HI. It’s me again. I just posted and more reflections are pouring in. Most of us come here as spiritual explorers who want to apply universal laws to our lives, once we realize that we can play this human game here on a level playing field. Before that time, or hiding is too intense to allow that we could have a say in how we experience our own life.
So . . . it’s getting personal. If you follow this blog, you see I sort of let it all hang out. I don’t benefit from repressing or over-sharing, so I’ll try and keep it relevant.

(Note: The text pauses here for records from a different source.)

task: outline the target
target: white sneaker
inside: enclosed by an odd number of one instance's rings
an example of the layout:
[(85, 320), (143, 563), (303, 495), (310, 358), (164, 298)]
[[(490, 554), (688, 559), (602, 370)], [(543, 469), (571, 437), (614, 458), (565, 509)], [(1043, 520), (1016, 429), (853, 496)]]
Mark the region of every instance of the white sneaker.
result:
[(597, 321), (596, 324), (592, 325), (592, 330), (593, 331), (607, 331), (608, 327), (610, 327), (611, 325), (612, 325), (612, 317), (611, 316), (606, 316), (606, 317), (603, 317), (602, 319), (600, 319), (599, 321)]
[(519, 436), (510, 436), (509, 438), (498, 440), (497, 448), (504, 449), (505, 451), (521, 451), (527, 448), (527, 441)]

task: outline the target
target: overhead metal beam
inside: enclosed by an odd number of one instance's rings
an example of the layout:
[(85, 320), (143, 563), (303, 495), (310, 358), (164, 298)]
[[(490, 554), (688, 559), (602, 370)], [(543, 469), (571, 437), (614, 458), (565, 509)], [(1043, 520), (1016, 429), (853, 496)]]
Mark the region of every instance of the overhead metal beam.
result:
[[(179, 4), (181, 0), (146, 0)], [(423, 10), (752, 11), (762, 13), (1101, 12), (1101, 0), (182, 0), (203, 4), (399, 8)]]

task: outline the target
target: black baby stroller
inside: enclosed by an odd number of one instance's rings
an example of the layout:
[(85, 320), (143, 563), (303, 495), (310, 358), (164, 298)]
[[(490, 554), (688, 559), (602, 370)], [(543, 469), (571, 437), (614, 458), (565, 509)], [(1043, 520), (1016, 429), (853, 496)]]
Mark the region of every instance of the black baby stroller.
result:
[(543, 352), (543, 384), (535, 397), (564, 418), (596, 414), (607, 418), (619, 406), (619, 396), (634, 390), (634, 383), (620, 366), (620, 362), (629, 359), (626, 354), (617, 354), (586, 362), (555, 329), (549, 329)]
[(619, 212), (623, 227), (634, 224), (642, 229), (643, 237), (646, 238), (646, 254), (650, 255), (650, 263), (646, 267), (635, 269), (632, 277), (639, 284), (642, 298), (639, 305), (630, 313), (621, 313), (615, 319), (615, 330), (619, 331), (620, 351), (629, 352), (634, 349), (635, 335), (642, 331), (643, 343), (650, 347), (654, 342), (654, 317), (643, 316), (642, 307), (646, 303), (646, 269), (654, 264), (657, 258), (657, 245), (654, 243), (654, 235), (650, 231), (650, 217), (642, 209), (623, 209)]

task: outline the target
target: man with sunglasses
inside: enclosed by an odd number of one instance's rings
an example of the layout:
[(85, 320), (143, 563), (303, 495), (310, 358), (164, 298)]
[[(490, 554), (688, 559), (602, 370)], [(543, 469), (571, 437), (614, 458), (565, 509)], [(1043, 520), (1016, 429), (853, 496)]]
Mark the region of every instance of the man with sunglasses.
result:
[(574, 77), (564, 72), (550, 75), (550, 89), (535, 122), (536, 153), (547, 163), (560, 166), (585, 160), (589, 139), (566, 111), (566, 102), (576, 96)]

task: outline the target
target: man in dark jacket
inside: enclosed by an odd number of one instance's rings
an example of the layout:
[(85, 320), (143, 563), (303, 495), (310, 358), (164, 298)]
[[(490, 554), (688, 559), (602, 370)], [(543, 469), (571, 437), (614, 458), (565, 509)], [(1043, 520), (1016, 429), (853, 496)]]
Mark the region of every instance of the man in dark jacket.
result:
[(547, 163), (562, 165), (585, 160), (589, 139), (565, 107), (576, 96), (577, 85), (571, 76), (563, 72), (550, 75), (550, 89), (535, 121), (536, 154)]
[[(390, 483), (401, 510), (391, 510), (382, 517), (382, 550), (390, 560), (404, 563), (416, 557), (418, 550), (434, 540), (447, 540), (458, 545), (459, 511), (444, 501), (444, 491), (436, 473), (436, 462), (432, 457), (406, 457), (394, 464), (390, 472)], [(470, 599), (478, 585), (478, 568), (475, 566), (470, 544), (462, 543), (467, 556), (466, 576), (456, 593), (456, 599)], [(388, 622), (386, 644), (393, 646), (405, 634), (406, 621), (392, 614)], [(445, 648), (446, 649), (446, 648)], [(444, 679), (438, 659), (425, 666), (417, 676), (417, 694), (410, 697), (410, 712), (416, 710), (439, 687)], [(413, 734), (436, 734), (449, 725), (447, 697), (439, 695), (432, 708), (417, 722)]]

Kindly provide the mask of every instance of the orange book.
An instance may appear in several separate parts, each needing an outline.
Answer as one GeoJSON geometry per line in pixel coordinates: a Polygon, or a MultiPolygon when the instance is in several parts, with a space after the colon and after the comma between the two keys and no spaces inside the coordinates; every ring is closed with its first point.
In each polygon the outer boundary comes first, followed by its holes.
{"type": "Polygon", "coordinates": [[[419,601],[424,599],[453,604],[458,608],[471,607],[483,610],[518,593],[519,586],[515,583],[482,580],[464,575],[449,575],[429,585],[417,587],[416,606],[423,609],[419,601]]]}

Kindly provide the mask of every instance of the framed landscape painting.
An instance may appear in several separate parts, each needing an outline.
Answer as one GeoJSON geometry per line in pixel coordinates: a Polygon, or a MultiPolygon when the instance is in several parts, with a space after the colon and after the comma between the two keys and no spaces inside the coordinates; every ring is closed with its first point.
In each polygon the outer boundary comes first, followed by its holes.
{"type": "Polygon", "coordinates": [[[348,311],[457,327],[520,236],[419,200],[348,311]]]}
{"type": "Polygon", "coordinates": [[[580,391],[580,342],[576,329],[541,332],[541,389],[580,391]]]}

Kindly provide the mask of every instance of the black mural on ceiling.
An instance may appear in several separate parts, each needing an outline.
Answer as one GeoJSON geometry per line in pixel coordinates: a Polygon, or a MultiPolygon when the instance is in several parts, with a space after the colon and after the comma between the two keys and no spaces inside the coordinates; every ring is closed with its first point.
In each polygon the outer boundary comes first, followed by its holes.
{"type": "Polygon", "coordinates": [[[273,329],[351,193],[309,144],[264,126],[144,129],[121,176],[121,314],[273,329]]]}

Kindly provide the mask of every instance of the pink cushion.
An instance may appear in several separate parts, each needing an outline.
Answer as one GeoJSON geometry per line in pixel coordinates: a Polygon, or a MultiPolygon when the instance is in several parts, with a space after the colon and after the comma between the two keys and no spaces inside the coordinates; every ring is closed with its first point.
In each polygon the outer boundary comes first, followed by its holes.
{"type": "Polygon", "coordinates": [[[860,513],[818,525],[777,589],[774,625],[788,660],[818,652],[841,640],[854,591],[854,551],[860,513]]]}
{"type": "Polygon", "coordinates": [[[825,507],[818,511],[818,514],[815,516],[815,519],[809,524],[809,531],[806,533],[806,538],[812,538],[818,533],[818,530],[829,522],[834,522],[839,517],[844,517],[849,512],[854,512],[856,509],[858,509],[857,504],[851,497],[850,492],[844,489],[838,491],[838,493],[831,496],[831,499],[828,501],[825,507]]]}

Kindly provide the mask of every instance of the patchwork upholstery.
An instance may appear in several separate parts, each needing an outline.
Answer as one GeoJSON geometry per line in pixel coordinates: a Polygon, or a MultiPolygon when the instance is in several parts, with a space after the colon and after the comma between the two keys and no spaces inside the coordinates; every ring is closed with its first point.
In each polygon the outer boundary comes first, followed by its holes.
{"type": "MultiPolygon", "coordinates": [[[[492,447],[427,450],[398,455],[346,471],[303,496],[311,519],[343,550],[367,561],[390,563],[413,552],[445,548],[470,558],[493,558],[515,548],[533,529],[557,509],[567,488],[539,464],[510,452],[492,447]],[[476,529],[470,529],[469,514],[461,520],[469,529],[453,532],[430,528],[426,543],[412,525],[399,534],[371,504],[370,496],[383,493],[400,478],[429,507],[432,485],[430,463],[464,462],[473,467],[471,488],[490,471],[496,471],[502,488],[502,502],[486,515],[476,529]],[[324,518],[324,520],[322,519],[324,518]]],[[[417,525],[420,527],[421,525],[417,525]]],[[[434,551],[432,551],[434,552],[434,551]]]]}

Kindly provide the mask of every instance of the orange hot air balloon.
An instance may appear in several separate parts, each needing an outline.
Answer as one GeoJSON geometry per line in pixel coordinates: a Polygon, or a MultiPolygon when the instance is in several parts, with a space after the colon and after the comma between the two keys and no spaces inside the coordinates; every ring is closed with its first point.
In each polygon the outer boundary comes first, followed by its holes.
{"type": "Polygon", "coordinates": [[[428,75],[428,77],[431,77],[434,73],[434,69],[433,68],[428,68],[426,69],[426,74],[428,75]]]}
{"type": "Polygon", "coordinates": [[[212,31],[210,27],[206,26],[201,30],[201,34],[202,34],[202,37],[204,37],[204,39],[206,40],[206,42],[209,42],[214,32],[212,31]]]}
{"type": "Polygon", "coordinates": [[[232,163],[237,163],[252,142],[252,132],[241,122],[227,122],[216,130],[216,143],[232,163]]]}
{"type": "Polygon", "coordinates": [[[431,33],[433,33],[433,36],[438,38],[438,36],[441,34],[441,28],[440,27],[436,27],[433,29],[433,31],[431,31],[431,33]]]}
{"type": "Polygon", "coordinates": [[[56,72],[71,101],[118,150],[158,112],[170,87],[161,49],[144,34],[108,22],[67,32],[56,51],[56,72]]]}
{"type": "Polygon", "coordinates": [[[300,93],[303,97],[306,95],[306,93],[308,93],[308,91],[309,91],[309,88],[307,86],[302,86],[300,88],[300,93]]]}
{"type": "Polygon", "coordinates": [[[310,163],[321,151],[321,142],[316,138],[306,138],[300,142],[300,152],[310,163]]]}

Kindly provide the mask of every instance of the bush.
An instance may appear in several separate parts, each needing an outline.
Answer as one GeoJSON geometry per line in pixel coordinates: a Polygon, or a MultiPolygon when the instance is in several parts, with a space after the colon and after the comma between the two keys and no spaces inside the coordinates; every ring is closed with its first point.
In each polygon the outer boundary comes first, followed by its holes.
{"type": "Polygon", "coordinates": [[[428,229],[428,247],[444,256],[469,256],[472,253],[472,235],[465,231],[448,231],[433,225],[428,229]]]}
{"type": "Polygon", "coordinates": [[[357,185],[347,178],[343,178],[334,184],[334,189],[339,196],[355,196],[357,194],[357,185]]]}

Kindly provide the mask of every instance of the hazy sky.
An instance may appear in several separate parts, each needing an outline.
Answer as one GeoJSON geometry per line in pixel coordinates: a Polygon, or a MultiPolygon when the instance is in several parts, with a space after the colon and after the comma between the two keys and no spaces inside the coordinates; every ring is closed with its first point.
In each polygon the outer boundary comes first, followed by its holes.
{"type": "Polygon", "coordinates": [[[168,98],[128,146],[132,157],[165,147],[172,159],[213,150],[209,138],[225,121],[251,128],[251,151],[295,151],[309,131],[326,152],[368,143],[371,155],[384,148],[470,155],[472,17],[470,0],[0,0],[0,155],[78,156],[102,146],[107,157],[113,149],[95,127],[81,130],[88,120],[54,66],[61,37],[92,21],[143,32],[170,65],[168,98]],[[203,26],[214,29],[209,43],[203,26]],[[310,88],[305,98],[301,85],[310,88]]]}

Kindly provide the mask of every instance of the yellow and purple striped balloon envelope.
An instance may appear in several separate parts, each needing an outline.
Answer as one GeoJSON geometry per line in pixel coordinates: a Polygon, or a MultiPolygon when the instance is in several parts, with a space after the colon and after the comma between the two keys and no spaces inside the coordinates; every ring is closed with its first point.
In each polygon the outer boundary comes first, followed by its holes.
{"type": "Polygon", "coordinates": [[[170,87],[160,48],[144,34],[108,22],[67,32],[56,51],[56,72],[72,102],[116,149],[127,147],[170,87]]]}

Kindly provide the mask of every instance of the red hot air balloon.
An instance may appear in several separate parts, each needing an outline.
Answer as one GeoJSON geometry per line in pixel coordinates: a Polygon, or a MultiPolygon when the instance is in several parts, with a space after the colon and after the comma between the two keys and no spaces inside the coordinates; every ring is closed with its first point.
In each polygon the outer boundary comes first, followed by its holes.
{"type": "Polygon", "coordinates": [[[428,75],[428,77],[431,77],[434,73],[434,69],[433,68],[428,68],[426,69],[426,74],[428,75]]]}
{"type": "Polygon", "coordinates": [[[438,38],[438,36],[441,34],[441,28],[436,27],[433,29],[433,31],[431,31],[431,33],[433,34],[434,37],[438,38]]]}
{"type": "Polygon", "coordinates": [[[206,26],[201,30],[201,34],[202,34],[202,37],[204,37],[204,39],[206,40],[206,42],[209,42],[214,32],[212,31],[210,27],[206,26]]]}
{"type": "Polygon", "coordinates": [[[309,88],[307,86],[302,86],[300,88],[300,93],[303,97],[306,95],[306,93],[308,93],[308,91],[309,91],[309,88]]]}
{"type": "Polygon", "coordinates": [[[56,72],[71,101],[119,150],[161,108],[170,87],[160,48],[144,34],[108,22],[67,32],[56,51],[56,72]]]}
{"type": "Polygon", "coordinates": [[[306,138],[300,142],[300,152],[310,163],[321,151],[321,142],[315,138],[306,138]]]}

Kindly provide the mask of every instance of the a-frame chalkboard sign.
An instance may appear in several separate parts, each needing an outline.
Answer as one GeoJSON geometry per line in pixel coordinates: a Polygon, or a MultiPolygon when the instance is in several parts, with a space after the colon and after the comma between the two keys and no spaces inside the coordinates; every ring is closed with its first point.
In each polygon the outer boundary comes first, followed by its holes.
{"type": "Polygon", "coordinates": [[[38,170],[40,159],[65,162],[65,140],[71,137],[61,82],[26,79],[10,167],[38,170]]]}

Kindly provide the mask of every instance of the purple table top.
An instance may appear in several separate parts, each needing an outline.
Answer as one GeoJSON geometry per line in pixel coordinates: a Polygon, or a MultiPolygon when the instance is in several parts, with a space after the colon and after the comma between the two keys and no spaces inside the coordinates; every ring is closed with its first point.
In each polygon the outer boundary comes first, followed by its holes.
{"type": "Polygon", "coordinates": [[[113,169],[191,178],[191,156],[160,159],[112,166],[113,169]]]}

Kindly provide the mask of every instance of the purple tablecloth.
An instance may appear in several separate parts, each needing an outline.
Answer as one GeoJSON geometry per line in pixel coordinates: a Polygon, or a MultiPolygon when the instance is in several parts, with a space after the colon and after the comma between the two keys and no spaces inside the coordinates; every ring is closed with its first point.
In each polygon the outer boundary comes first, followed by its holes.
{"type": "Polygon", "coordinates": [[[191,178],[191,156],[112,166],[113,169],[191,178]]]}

Why did I allow for a change in plans – oh yes, I’m talking about my failed trip again – to visit sooner rather than later? Was it excitement? Wanting to ride the wave of my beloved’s willing participation? Needing to see my friend before she became too sick for a visit? Wanting to avoid waiting in which the uncertainty of her health status would continue to weigh on me?
How much support did I truly need for this trip? As it came closer, I became accutely aware that I needed the support of a good night’s sleep – which was denied me two nights in a row. It was becoming a “thing”. To sleep or not to sleep! That is a question!
I reasoned that eventually I would have to sleep. But to try and sleep when you are now worried about sleeping, so you have the strength to grieve and make a long trip and make sure your kids have a decent time . . . it is now a feature of the trip. One that I had hoped would resolve, but didn’t.
when my family travels to Brazil, there is often a long trip where we are not getting so much rest as we normally enjoy. Yet there is the promise of the children being entertained by relatives and loud cartoons from the cartoon network – streamed worldwide now and in english – and day trips to entertaining beaches and tourist spots. There is the Aunt and cousin who are at the ready with food/lodging/comforts and energy to bounce around with young ones. There is a sense of security that they are healthy and have life yet to live.
Ah! expectations, projections, the realities of travel, the rigors of a family en route – anywhere – I digress.
The shame of having spent so much time hiding and holding untruths within. Of being a part of generations of alcoholic thinkers – a part of the puzzle that brings light and hope and peace. To walk humbly.
I now have understanding why my parent said they did not go to their mother’s funeral. I totally get it. I totally get it.
Just when I think I cannot walk a mile in other’s shoes. Just when I think I understand humility, more and more blessed layers reveal themselves. Why not go all the way? Why not live with my head in the Lion’s mouth?
A toast to sticking your head in the Lion’s mouth and keeping it there!